Results and discussion
As seen in Fig. 1, the pressure field varies depending on the phase of the oscillation. More specifically, in Fig. 1a, we observe a pressure front located at the bottom of the channel which occurs during maximum upward acceleration while in Fig. 1b, the pressure front is located at the top of the channel which occurs at the time of maximum downward acceleration. Both Fig. 1 results refer to the case of maximum amplitude where the maximum pressure was found to equal or exceed 2400 Pa (approximately 0.24 Atm).
Animation of the microchannel motion at different levels of amplitude illustrating the evolution of particle sorting. The inset graph shows the channel velocity.

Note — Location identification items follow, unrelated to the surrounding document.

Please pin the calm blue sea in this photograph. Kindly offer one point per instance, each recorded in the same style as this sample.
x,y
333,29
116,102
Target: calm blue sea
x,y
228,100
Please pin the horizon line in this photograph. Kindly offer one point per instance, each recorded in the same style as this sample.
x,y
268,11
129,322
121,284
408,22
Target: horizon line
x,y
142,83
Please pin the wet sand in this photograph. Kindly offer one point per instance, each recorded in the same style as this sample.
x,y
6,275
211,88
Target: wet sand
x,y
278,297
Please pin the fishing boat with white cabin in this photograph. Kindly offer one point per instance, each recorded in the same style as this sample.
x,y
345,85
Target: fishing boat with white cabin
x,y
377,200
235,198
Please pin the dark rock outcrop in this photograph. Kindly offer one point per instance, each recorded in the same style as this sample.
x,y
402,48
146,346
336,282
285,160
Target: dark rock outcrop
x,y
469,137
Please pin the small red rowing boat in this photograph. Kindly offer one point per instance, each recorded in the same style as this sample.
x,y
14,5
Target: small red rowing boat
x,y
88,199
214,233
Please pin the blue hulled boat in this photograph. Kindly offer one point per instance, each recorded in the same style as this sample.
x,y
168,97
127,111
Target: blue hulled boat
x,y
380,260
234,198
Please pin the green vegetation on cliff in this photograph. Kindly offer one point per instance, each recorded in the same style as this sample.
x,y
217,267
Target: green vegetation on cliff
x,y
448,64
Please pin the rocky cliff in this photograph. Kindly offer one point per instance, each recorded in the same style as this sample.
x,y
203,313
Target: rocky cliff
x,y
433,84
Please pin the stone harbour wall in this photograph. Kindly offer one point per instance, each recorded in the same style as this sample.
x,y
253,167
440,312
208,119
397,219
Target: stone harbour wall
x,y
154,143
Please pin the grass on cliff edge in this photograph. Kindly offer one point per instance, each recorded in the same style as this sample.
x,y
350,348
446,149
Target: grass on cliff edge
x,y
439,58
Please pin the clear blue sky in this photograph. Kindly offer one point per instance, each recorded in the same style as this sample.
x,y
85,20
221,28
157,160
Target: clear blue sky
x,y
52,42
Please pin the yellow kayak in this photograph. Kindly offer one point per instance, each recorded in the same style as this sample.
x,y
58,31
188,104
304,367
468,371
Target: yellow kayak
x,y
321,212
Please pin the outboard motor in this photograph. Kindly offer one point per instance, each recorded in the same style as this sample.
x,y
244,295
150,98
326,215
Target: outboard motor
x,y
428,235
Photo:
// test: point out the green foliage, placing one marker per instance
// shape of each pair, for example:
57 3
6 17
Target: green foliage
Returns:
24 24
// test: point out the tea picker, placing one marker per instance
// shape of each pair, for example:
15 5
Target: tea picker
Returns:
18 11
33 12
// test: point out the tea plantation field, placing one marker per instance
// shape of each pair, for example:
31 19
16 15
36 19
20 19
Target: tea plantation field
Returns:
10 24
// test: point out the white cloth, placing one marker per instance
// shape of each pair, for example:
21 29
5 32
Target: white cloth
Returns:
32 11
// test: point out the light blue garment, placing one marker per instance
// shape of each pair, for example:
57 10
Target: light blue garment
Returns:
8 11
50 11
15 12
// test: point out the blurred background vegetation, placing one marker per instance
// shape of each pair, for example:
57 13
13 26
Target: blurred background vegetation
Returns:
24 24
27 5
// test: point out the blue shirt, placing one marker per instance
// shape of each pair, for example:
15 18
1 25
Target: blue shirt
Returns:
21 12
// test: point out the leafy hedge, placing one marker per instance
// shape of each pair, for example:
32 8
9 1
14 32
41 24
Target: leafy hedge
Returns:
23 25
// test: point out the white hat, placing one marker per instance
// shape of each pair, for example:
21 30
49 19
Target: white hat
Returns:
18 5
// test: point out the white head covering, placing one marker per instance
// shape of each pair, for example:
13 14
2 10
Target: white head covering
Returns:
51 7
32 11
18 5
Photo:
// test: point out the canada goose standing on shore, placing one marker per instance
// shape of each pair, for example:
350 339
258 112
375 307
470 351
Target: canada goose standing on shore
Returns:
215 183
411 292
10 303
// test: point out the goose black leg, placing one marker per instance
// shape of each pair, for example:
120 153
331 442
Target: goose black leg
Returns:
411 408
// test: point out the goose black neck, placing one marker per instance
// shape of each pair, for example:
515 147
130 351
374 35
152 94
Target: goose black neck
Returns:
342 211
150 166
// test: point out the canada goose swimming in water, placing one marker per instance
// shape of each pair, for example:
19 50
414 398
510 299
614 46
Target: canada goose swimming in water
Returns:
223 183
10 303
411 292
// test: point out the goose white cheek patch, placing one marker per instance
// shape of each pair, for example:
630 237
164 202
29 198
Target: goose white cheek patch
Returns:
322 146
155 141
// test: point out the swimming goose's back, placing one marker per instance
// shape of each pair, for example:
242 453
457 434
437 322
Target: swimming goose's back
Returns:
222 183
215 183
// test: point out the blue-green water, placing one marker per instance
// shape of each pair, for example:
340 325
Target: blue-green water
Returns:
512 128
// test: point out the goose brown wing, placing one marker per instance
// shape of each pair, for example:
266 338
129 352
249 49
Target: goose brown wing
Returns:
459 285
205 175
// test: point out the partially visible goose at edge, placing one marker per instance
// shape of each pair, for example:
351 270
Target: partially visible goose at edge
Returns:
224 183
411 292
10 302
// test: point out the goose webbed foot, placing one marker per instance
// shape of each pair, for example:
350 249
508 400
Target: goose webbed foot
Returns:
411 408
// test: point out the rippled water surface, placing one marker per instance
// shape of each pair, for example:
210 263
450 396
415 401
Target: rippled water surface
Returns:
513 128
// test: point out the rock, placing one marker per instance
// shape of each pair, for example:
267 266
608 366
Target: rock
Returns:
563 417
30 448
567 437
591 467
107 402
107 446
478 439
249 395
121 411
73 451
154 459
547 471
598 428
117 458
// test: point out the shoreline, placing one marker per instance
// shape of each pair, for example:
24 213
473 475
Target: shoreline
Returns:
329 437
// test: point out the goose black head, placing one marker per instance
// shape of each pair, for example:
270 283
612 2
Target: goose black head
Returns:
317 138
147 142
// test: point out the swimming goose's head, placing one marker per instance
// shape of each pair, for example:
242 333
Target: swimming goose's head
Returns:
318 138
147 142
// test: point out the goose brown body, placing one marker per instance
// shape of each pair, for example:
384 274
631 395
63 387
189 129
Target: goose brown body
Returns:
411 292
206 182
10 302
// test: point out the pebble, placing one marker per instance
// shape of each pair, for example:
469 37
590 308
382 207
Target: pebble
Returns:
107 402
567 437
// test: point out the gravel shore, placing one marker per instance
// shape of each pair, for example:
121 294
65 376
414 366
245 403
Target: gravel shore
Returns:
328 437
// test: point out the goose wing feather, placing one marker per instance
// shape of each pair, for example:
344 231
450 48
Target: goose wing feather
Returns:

The particle separation animation shows the effectiveness of the acoustophoretic particle separation method and highlights the contributing forces. Note that the particles are affected mostly by pressure and drag forces at low amplitudes, but when the length amplitude of the oscillation becomes similar to the size of the microchannel, the particles are forced into a single separation plane due to impulse forces caused by collisions with the top and bottom walls of the microchannel. It is important to note that the numerical results obtained with this modeling method appear to indicate a separation level exceeding 90% for an overall process time of less than 4ms.
Based on our preliminary analysis, we can conclude that acoustophoretic processes can be a very efficient method of particle separation in terms of time and energy required. And with the improved particle model in v11.2, FLOW-3D represents a very powerful option for modeling such processes due its abundance of physical models and enhanced rendering capabilities.